Abstract

Taking on caregiving responsibilities for older adult family members with disabilities is often considered to be a highly stressful experience that may adversely affect the health of caregivers. However, the vast majority of studies in this area compare existing samples of caregivers with questionably matched non-caregiving controls. In this symposium, we will present findings for a population-based sample of persons who became family caregivers while participating in a longitudinal epidemiological study. Changes in health and well-being are compared between these caregivers and non-caregiving control participants who were matched on multiple demographic and pre-caregiving health history variables. All persons enrolled as caregivers were providing sustained and substantial caregiving assistance.
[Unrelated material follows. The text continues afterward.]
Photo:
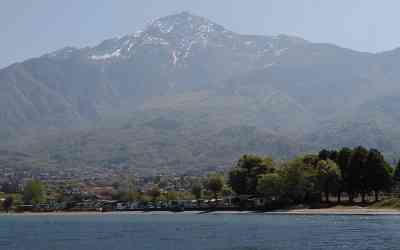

Presentations will include 1) a descriptive overview of the screening, eligibility, and enrollment methods used to construct these unique, population-based samples; 2) comparisons of within-person changes on measures of self-reported health and well-being for dementia and non-dementia caregivers; 3) changes in the caregivers’ social networks, social engagement, and leisure time activities; 4) comparisons of longitudinal changes on circulating inflammatory biomarkers (e.g., IL-6, CRP, TNF alpha receptor 1) and cellular aging (telomere length); and 5) examinations of individual differences in caregiver outcomes using a stress process model. Becoming a family caregiver can be stressful, but the opportunity to help a loved one and the related feelings of purpose and deepening family connections may also promote resilience and enhance health. These questions are far from resolved, and rigorous, prospective, population-based studies like the Caregiving Transitions Study promise to provide compelling new insights.